There are roughly 1.4 million cubic metres of fluid tailings and more than 390 million cubic metres of water in ponds in the oil sands region.Todd Korol/Reuters
A group tasked with recommending ways to clean up Alberta’s massive oil sands tailings ponds says the government should hasten the development of both new treatment technologies and standards for releasing treated mine water.
In its recommendations, released Friday, the Oil Sands Mine Water Steering Committee also called for more community involvement in monitoring programs to improve their transparency and speed.
Alberta established the committee in 2024 to come up with options to better manage the water in oil sands tailings ponds in the province’s north. The group includes representatives from Indigenous and local communities, industry and academic experts.
Alberta to invest $50-million to help develop oil sands water, tailings technologies
The government said Friday it accepted all four of the committee’s latest recommendations and will work with the Alberta Energy Regulator to evaluate them. The province then intends to implement “a safe and reasonable plan that is supported by science and protects communities in the region and downstream.”
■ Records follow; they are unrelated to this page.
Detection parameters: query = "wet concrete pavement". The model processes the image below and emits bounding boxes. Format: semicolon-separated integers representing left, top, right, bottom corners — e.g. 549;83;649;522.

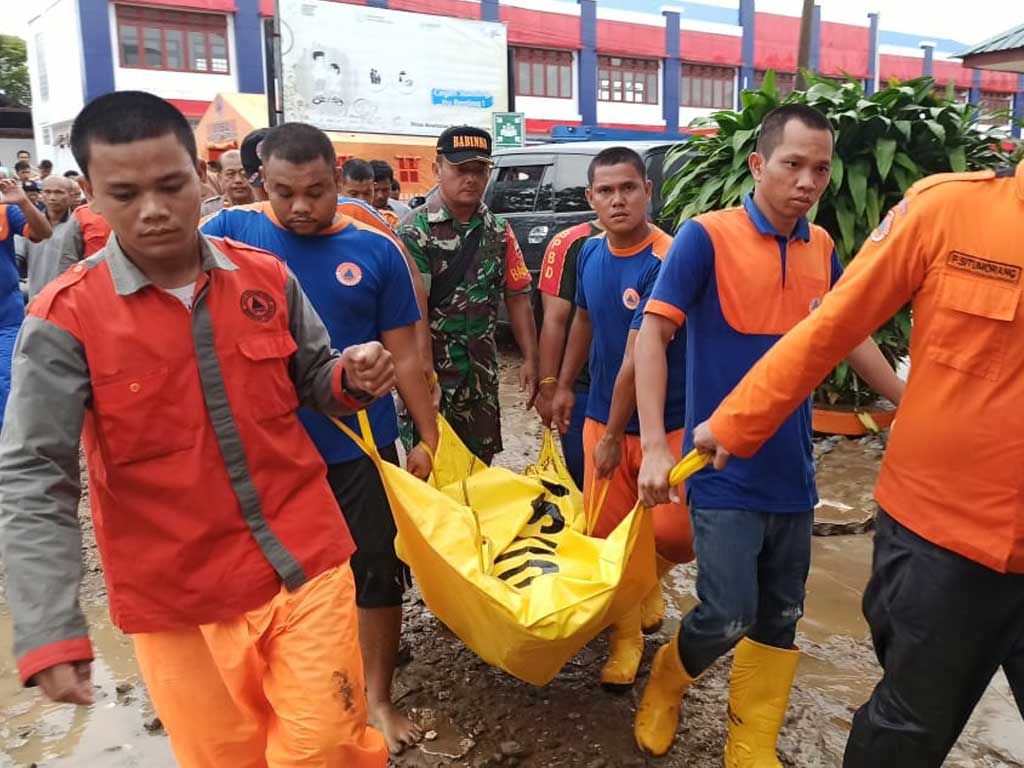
1;353;1021;767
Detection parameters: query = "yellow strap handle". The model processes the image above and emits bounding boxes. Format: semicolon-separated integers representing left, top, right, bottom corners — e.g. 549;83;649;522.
586;449;709;534
585;479;611;536
669;449;711;486
330;410;379;459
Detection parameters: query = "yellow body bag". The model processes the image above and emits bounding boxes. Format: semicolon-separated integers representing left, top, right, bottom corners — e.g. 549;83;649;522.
334;413;706;686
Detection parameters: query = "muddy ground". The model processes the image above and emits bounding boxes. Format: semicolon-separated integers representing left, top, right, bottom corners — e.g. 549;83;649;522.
1;353;1022;767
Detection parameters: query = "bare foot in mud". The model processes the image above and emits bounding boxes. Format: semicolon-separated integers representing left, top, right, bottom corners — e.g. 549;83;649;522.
371;701;422;754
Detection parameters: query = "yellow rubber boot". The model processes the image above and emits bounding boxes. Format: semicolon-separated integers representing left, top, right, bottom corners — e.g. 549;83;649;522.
723;637;800;768
641;557;674;634
600;604;644;691
634;630;697;756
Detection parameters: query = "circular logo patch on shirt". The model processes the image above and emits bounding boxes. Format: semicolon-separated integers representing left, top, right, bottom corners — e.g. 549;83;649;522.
622;288;640;311
870;209;895;242
240;290;277;322
336;262;363;287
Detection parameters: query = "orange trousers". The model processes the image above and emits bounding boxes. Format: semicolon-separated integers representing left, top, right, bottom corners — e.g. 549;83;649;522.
133;563;387;768
583;418;694;564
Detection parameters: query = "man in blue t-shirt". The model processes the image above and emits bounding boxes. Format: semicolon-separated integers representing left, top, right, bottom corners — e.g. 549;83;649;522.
632;105;904;762
0;176;53;429
550;147;691;693
201;123;437;754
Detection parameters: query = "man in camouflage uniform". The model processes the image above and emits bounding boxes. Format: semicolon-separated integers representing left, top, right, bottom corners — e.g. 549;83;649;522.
399;126;538;463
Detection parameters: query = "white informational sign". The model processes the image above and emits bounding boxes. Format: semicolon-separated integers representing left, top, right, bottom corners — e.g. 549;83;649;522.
280;0;509;136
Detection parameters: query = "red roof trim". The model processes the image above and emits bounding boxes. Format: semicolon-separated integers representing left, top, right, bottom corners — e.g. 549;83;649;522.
168;99;212;118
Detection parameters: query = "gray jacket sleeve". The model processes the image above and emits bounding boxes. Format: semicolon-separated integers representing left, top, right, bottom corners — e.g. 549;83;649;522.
284;269;359;416
0;316;91;674
57;217;84;274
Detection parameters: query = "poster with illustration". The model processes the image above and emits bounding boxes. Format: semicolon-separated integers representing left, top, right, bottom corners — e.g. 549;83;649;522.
280;0;509;136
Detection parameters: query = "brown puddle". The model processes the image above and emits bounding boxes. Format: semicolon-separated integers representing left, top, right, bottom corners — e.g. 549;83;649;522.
0;608;175;767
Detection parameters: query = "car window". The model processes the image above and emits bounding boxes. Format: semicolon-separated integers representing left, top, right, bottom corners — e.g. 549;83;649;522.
486;164;553;214
553;154;592;213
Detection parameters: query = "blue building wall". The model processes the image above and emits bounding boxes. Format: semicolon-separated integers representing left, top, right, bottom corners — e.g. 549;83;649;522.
235;0;266;94
78;0;115;102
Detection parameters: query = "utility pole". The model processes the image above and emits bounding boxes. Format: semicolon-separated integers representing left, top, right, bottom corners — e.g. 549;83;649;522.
796;0;815;90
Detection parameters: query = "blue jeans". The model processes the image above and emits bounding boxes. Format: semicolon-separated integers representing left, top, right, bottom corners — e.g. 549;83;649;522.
677;507;813;676
561;391;587;490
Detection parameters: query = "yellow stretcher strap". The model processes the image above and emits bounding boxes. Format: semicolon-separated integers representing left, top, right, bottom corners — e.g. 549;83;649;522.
669;449;711;486
585;449;709;534
331;410;378;459
586;479;611;536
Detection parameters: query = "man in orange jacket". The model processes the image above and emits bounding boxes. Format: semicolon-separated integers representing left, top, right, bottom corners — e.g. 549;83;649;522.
692;160;1024;767
0;91;390;767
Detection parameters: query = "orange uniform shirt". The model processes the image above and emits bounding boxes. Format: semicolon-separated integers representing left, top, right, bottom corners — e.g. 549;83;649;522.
75;204;113;258
710;161;1024;573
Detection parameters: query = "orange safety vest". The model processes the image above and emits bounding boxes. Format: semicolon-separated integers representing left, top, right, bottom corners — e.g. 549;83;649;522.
34;237;354;631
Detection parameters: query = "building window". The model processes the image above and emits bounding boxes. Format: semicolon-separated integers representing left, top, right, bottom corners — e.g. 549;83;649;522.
35;34;48;101
514;48;572;99
396;156;421;184
599;56;659;104
680;63;735;109
979;90;1013;116
116;5;229;74
754;70;797;95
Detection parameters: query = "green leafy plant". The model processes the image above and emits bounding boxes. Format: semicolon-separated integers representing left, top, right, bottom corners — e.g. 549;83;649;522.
662;73;1012;408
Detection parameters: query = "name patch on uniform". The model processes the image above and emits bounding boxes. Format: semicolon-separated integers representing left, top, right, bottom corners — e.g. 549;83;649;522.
946;251;1021;285
336;262;363;287
241;290;277;322
622;288;640;311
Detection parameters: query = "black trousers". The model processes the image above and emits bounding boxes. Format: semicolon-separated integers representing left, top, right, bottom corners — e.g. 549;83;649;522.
844;509;1024;767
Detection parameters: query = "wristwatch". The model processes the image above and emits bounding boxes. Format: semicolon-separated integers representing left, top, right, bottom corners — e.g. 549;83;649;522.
341;369;374;404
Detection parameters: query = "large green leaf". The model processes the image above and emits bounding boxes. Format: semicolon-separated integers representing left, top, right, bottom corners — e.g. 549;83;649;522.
874;137;897;180
865;186;882;231
896;310;912;341
846;158;870;216
723;164;752;198
947;145;966;172
834;360;850;387
681;175;726;221
924;120;946;144
829;155;845;194
892;165;917;194
732;147;751;170
834;196;856;257
732;128;756;154
893;152;919;174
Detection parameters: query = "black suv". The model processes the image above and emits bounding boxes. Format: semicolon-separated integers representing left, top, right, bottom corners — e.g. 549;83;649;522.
482;140;685;278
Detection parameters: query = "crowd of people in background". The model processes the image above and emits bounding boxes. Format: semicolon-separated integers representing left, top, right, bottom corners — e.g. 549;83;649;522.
0;142;415;307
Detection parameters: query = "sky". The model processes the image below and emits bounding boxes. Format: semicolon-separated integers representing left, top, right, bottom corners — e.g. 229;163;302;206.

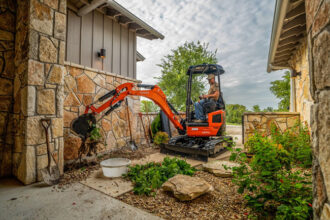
118;0;286;110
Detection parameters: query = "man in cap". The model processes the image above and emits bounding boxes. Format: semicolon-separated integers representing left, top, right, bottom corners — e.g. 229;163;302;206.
194;74;219;122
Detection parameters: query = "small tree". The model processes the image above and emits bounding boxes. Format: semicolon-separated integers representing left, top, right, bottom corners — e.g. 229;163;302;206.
157;41;218;111
252;105;261;112
270;71;290;111
140;100;159;113
226;104;248;124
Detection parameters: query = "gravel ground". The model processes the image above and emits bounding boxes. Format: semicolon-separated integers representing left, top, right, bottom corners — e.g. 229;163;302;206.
118;171;249;220
57;145;159;187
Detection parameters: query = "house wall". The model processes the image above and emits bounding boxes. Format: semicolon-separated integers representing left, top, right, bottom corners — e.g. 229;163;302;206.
66;9;136;78
242;112;300;145
0;0;16;177
289;39;313;126
305;0;330;219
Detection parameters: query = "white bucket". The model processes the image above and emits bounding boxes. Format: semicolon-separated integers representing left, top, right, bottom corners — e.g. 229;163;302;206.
100;158;131;178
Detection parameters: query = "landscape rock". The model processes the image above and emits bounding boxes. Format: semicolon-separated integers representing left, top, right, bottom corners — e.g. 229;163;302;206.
202;160;239;177
162;174;214;201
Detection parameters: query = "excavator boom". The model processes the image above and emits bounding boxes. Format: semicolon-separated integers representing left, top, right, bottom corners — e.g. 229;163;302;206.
72;82;184;140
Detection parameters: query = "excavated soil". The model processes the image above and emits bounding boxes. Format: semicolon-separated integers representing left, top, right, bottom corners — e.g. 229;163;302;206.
57;145;159;187
118;171;249;220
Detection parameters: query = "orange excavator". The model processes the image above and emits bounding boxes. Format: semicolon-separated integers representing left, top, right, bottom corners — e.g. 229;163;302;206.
71;64;232;161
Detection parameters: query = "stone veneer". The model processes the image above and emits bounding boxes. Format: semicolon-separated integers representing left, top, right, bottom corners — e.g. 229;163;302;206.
242;112;300;144
0;0;16;177
289;39;313;126
0;0;67;184
305;0;330;219
63;63;145;161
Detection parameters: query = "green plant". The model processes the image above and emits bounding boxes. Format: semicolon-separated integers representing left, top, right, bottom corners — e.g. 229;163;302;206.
226;122;312;219
124;157;196;196
153;131;169;145
151;114;162;137
90;124;102;141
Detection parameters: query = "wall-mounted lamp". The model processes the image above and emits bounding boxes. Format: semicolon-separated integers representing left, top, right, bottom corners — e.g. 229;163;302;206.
98;48;106;59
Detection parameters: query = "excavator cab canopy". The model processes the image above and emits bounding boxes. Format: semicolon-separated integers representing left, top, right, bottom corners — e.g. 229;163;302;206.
186;64;225;76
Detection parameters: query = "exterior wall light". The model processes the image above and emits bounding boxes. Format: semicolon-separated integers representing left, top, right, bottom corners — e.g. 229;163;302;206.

Pierre Gratton, chief executive of the Mining Association of Canada, welcomed the new measures, saying in a statement they would “provide the framework and certainty needed by industry” to reclaim oil sands mines.
“We are hopeful that this will accelerate the development of federal regulations – which we requested almost 15 years ago – to be similarly advanced to allow the oil sands mining sectors to proceed with significant investments in reclamation and water treatment,” Mr. Gratton said.
Tailings are a by-product of the process used to extract bitumen from mined oil sands, and are a mixture of sand, clay, water, silt, residual bitumen and other hydrocarbons, salts and trace metals.
The issue of how to deal with them has bedevilled Alberta for years. There are roughly 1.4 million cubic metres of fluid tailings and more than 390 million cubic metres of water in ponds in the oil sands region.
Although some ponds have been reclaimed, the volume of tailings continues to grow, in part because any water captured on a site must be kept there – even if it’s snow melt or rain that hasn’t been used in the mining process.
Industry wants to be allowed to release treated water back into the Athabasca River watershed, but environmental groups and Indigenous communities downstream from the oil sands region are staunchly opposed to such a plan.
Remediating oil sands mines could cost $130-billion, according to a 2018 internal Alberta Energy Regulator memo, though in an official estimate the regulator puts the cost around $34-billion.
The committee’s first set of recommendations was released on June 12.
It suggested segregating water that had not been affected by mining and developing clear standards for that water’s safe release, encouraging more water-sharing between mine sites, and developing a standard system for measuring naphthenic acids, which are naturally occurring organics sourced from oil sands bitumen.
The committee also recommended that the government work with the oil sands industry, technology providers and researchers to develop and conduct pilots on promising oil sands mine water treatment technologies.
Alberta has since earmarked $50-million to boost technologies that can help reduce and manage tailings ponds. Cash for the program will come from the province’s carbon price on large emitters, and will be managed by Emissions Reduction Alberta.
Multiple cases of spills and leaks from tailings ponds have been reported by oil companies in recent years.
At Imperial Oil Ltd.’s Kearl site, a long-running leak has resulted in an unknown volume of tailings leeching into the environment. A drainage storage pond at the site also overflowed, spilling roughly 5.3 million litres of industrial waste water laced with pollutants into the environment.
In April, 2023, almost six million litres of water with more than twice the legal limit of suspended solids was released from a pond at Suncor’s Fort Hills oil sands project into the Athabasca River watershed.